Er sah das Auto seiner Mutter über den Asphalt schlittern, klein, wehrlos, ausgeliefert – ganz wie er sich jetzt fühlte.
Auch zu diesem Vergleich möchte ich eine Anmerkung machen: Das Auto seiner Mutter war klein, wehrlos, ausgeliefert. Ich verstehe, was Du meinst, aber sich selbst mit dem Fahrzeug zu vergleichen passt für mich nicht. Wahrscheinlich fühlte sich Timmy im Moment des bevorstehenden Unfalls so: Klein, wehrlos, ausgeliefert. Aber diese Gefühle direkt auf das schlitternde Auto zu beziehen ... Verstehst Du, wie ich das meine?

der Regen trommelte wie Peitschenhiebe auf die Fahrbahn
Eventuell auch etwas dick aufgetragen mit den Peitschenhieben.

während der Dieselgroll zurückkehrte und alle Stimmen verschlang
Welche Stimmen?

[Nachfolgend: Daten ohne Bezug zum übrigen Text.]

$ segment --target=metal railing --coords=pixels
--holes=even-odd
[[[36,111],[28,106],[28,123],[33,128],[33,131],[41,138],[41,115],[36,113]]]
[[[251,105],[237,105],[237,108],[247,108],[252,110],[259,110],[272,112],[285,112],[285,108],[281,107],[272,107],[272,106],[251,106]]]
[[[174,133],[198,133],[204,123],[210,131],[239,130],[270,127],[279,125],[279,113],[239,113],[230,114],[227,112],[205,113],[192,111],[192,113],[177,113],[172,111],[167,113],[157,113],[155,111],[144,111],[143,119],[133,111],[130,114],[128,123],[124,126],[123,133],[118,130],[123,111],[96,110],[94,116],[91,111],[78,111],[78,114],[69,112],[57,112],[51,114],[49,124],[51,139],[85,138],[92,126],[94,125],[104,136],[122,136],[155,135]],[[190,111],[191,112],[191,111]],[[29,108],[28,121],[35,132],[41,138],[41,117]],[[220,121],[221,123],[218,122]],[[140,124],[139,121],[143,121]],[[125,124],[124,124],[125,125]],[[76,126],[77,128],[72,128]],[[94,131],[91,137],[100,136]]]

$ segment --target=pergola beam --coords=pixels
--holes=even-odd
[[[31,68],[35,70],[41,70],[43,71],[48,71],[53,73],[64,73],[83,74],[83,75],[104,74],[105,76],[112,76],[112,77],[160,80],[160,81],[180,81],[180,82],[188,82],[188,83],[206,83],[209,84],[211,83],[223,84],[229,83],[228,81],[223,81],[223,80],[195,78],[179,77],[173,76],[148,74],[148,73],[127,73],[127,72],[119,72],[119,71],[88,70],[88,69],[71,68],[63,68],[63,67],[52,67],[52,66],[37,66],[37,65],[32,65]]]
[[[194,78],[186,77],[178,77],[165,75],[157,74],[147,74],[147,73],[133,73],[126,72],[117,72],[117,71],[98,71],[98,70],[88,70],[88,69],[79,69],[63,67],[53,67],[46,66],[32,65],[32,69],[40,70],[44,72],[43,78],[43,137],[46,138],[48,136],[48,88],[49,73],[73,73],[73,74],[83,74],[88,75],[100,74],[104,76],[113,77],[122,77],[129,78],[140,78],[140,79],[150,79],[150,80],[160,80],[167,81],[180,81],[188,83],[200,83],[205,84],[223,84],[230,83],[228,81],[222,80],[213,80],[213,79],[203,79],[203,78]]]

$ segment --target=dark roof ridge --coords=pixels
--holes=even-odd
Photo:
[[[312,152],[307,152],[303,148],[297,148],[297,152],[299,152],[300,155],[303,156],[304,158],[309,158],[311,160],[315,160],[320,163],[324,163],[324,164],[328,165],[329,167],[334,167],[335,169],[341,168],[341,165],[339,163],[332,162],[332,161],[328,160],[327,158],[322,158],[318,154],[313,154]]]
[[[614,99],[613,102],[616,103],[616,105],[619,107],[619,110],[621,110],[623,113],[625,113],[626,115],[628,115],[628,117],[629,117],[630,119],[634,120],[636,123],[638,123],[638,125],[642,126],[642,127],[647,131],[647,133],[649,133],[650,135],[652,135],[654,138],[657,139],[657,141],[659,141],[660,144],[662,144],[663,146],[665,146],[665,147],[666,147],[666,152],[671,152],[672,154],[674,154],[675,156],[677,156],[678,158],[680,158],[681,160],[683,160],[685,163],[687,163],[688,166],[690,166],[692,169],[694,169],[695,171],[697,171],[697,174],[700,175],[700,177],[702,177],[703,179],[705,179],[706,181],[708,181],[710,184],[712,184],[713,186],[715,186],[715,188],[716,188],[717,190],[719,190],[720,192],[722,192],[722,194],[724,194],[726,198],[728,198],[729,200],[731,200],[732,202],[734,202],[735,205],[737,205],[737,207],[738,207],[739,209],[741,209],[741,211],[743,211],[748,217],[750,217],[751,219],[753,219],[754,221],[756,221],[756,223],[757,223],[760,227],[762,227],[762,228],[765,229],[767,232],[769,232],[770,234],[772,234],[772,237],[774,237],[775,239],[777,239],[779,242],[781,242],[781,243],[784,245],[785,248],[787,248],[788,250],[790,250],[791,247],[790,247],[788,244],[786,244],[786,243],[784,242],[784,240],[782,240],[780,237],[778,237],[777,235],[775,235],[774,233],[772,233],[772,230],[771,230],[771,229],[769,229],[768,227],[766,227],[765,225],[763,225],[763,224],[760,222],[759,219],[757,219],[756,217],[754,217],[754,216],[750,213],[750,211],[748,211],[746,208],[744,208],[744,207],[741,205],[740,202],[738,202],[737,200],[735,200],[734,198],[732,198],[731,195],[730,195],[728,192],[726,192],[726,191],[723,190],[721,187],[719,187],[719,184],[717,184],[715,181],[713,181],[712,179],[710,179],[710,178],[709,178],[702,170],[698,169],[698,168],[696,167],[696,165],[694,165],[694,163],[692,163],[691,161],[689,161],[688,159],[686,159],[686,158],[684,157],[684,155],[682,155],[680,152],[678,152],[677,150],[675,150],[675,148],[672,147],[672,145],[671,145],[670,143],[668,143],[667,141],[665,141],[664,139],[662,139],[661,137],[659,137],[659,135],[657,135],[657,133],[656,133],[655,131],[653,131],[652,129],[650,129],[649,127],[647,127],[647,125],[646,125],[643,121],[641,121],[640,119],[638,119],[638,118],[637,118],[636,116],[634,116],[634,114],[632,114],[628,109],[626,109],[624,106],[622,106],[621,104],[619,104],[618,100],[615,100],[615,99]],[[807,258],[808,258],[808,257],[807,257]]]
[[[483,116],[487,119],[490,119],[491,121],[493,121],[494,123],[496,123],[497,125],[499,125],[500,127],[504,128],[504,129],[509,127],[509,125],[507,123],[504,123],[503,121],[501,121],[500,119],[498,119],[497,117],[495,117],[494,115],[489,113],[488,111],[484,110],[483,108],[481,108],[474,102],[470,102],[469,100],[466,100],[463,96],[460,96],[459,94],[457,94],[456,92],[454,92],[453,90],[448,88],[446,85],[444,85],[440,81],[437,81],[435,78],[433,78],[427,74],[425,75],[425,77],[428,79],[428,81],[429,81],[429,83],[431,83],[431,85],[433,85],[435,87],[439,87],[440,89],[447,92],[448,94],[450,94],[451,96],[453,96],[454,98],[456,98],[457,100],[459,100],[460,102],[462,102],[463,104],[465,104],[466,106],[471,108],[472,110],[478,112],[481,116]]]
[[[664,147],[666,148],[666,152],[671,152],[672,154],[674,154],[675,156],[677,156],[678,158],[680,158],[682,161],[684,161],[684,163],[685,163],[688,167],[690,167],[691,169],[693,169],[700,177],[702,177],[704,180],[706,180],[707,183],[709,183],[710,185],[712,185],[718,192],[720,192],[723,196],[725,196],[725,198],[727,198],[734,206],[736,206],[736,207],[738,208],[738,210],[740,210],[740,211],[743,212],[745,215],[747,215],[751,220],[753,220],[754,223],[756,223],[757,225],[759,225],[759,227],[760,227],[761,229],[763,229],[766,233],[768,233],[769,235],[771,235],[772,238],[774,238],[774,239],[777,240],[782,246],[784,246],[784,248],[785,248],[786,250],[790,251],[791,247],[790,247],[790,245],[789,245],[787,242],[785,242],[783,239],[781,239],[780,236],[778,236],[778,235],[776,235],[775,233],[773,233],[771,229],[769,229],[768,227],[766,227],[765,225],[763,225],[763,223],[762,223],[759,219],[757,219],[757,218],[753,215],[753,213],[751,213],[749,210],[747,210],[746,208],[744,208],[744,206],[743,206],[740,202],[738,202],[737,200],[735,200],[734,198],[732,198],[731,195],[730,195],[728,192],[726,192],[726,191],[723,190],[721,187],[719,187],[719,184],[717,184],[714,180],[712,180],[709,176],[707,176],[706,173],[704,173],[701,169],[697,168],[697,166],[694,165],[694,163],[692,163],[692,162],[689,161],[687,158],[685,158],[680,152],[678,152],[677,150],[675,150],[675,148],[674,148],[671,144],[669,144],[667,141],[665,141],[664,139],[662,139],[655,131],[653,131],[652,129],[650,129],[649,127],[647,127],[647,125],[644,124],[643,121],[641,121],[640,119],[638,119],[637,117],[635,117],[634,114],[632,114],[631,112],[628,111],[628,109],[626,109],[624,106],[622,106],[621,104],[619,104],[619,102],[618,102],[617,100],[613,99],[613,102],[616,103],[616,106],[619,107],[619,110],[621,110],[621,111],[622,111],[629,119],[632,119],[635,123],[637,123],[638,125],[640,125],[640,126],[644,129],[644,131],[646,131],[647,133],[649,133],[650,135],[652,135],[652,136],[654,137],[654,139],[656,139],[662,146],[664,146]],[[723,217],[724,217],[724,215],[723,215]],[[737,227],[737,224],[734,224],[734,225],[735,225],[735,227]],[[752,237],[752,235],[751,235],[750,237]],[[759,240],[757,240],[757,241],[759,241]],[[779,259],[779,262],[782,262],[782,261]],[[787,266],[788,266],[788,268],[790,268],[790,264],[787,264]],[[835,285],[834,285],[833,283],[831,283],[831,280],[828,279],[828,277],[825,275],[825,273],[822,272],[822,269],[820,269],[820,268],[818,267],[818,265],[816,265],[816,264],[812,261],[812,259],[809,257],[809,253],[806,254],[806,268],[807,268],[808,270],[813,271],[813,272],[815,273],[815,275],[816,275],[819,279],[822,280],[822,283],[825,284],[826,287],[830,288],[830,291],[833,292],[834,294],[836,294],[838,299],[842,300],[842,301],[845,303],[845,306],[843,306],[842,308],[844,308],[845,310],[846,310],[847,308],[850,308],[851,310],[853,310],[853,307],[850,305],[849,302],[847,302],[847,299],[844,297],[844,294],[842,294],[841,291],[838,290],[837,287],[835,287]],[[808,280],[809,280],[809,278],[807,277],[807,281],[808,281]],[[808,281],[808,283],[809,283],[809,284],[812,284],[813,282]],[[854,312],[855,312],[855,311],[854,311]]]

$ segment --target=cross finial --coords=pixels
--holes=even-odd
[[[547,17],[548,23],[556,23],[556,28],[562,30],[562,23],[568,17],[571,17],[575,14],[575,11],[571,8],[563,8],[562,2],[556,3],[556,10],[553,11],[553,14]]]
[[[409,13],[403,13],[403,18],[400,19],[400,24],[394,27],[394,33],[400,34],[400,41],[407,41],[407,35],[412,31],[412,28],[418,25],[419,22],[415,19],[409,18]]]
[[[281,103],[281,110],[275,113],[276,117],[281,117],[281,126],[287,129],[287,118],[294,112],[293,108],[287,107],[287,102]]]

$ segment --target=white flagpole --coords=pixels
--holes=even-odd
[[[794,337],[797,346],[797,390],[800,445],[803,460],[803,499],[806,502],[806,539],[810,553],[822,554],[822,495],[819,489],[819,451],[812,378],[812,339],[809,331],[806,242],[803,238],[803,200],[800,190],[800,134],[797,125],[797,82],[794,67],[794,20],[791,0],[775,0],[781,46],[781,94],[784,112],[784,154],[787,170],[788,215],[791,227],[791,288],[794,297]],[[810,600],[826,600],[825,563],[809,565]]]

In diesem Moment sagt ja niemand etwas.

»Ich hab’s gleich!«, presste Timmy hervor, die Finger nach dem eingeklemmten Handy tastend, als müsse er nicht nur das Handy, sondern auch diesen einen Tag zurückholen, an dem alles zerbrochen war.
Die Stelle hat mir sehr gefallen. Du hast das hier gut verknüpft, die momentane Situation und die Umstände, dass die Mutter schwer verletzt im Krankenhaus liegt. Sowieso gefällt mir das Ende sehr gut, wie schon zuvor geschrieben.

Ich glaube, die erste Version des Textes war weniger erklärend und so im Nachhinein würde ich sagen, auch wenn das vielleicht zuerst etwas verwirrend war, fand ich das besser, den Fokus nicht so stark auf Erklärungen zu der Kampagne zu legen. Nichtsdestotrotz habe ich auch diese überarbeitete Version gerne gelesen und bin gut durch den Text gekommen, meine Anmerkungen sind nur Details, ein wenig Feinschliff.